No entanto, os casos começaram a aumentar nos últimos anos. Entre 2013 e 2019, o Brasil registrou uma média de 164 casos anuais de meningite pneumocócica em crianças de até 5 anos, subindo para 211,3 casos de 2022 a 2024.
Flávia Bravo, Diretora da Sociedade Brasileira de Imunizações, comenta que esse aumento é um reflexo da mudança epidemiológica decorrente da vacinação. Ela destaca a característica de “replacement” do pneumococo, que leva ao surgimento de novos tipos quando os controlados reduzem.

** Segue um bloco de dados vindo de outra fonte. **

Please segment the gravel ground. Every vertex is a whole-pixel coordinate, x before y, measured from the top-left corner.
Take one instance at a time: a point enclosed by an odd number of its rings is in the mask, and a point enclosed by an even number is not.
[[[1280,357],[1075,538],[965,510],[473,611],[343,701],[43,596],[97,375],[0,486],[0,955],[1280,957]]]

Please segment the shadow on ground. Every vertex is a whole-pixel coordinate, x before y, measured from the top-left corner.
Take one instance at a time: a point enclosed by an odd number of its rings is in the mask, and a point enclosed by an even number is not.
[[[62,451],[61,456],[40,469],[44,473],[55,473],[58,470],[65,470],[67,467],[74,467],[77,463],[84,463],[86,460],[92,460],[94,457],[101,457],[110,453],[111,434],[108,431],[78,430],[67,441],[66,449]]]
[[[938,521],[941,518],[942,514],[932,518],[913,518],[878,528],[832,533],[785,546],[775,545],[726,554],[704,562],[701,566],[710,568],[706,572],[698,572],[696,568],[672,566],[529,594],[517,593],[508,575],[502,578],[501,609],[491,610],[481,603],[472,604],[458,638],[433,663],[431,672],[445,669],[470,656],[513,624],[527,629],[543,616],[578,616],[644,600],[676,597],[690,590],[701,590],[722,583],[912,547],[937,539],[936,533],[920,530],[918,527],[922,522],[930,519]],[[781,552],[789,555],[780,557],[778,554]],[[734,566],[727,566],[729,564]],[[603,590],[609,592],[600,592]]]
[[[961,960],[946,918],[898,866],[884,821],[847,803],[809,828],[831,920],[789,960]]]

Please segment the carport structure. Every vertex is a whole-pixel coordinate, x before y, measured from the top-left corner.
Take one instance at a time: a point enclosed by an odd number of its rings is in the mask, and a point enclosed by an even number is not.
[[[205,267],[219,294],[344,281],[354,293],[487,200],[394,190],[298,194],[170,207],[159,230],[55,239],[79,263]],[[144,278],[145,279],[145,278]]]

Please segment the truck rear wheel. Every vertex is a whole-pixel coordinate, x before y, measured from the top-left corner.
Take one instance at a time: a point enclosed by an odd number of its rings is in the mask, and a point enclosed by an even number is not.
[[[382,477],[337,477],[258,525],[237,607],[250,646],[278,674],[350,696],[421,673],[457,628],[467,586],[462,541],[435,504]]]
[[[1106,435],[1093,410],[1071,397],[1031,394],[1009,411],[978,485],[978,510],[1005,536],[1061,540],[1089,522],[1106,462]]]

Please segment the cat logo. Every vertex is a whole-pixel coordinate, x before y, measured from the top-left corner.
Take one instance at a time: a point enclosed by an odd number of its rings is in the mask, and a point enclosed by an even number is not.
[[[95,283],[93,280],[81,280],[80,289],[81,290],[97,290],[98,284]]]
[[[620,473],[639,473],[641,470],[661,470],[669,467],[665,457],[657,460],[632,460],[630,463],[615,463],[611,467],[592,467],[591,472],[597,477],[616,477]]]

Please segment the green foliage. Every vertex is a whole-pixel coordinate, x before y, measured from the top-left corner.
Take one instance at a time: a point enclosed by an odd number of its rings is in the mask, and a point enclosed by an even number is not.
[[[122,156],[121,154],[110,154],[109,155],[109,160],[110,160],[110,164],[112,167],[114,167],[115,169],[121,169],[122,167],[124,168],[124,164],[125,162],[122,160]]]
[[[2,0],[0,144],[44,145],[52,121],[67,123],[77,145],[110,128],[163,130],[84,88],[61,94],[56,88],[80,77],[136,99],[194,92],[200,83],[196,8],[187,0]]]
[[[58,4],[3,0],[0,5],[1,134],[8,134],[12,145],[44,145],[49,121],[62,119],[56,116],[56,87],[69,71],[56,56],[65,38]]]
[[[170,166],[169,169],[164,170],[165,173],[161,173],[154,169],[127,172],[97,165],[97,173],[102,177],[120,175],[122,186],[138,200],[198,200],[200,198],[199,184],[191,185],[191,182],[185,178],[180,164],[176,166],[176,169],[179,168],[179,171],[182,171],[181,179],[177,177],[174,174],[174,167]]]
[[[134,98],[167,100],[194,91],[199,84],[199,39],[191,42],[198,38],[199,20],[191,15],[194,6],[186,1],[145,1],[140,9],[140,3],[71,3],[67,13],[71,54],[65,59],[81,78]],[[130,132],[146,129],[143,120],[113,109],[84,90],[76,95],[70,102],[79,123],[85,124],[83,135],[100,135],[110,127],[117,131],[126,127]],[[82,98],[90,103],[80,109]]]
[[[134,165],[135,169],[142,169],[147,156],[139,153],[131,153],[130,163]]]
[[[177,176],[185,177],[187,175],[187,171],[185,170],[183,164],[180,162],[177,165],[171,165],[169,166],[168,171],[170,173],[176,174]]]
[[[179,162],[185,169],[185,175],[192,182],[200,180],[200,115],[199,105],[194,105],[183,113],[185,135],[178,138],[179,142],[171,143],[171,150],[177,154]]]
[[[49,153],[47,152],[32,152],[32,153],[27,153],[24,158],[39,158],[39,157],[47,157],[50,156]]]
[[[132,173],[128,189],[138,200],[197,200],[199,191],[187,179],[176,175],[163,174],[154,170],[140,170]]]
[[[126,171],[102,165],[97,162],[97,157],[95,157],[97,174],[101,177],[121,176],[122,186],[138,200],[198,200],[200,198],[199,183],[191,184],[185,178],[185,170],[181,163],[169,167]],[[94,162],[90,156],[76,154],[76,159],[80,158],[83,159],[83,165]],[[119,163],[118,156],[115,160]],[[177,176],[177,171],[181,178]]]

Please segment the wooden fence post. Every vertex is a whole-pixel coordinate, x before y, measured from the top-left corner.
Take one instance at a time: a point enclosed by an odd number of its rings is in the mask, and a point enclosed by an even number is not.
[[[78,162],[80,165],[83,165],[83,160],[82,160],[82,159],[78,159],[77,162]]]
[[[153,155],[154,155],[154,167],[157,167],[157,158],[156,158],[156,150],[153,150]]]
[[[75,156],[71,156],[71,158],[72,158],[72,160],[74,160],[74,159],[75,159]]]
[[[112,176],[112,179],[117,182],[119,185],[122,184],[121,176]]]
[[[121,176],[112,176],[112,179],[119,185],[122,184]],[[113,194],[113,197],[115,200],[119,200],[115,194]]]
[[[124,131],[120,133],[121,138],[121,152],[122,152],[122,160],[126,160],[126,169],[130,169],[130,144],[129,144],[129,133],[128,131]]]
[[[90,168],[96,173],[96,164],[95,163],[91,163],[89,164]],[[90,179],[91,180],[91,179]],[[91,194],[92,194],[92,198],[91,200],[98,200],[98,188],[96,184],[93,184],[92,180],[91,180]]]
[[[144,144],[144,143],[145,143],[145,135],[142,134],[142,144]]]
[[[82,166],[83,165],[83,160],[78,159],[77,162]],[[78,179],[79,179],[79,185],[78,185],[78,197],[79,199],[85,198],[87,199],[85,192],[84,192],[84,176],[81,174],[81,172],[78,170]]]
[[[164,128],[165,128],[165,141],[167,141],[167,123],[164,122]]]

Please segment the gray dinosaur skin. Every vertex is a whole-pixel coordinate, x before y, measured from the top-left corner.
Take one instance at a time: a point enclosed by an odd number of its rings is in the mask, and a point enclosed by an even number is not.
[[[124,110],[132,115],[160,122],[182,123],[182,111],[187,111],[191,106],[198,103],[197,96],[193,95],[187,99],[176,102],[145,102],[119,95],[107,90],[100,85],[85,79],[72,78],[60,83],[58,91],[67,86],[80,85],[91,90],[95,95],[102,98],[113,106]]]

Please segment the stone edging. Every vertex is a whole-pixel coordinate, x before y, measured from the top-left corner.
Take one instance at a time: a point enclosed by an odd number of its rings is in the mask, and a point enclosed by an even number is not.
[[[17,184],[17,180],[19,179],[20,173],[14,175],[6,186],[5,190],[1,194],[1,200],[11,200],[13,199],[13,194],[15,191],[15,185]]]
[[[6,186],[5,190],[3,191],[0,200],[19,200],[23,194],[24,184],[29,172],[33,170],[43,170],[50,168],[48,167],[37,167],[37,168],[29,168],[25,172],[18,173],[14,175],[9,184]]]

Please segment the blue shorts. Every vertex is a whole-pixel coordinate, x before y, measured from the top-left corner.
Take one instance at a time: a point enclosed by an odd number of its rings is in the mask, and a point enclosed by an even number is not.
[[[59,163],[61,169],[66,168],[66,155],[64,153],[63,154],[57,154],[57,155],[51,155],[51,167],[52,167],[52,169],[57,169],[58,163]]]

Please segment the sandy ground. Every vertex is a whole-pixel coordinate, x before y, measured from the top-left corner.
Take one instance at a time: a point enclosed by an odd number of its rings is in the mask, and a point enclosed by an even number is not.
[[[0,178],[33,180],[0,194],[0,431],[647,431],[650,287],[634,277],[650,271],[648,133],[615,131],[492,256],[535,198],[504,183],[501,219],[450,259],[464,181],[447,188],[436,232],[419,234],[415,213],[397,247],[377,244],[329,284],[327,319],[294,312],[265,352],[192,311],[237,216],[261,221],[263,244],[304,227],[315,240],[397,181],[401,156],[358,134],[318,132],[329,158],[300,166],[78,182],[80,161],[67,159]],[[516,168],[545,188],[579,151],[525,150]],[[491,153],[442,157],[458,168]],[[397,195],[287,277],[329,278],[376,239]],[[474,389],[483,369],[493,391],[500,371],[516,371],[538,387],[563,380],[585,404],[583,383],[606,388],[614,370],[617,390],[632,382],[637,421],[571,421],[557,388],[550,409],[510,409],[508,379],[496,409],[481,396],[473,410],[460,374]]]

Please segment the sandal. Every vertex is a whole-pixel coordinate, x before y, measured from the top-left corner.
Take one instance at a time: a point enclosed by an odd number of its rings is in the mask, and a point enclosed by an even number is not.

Dados do Ministério da Saúde indicam que quase 40% dos casos graves entre 2018 e 2023 foram causados por dois tipos da bactéria não prevenidos pela VPC10, mas incluídos na VPC20.
“Nos menores de 1 ano, cerca de 11% dos casos de meningite pneumocócica são causados pelos tipos adicionais da vacina 20-valente. Isso indica uma potencial redução na incidência ao proteger contra os sorotipos predominantes”, afirma Flávia.
As vacinas pneumocócicas conjugadas, tanto a VPC10 quanto a VPC20, previnem a instalação do pneumococo na nasofaringe, evitando a doença e a transmissão, oferecendo proteção indireta a não vacinados.
O Programa Nacional de Imunizações disponibiliza vacinas mais abrangentes, a VPC13 e a VPP23, mas apenas para grupos específicos com condições de saúde que aumentam a vulnerabilidade à doença. Após o fim dos estoques, estes imunizantes também serão substituídos pela VPC20.
Devem receber a vacina os grupos de alto risco, incluindo pessoas vivendo com HIV/aids, pacientes oncológicos, transplantados, imunodeficientes, além de indivíduos com comorbidades como nefropatias, pneumopatias, cardiopatias, hepatopatias, asma grave, diabetes, síndrome de Down e prematuros.
O calendário básico prevê que bebês recebam duas doses da vacina pneumocócica aos 2 e 4 meses, com reforço aos 12 meses. Crianças menores de 5 anos que não foram vacinadas na idade adequada devem atualizar a carteira o quanto antes.
Durante a transição da VPC10 para a VPC20, crianças receberão a vacina 20-valente na primeira dose e no reforço, e a 10-valente na segunda dose. Crianças que já receberam a primeira dose da 10-valente receberão a 20-valente na segunda dose e no reforço. Uma dose de reforço da VPC20 também será aplicada nas crianças abaixo de 5 anos que completaram apenas o esquema básico com a VPC10.
A vacina é contraindicada apenas para pessoas com alergia grave a componentes da fórmula ou que tiveram reações alérgicas severas em doses anteriores. Quem estiver com febre deve aguardar a melhora antes de se imunizar.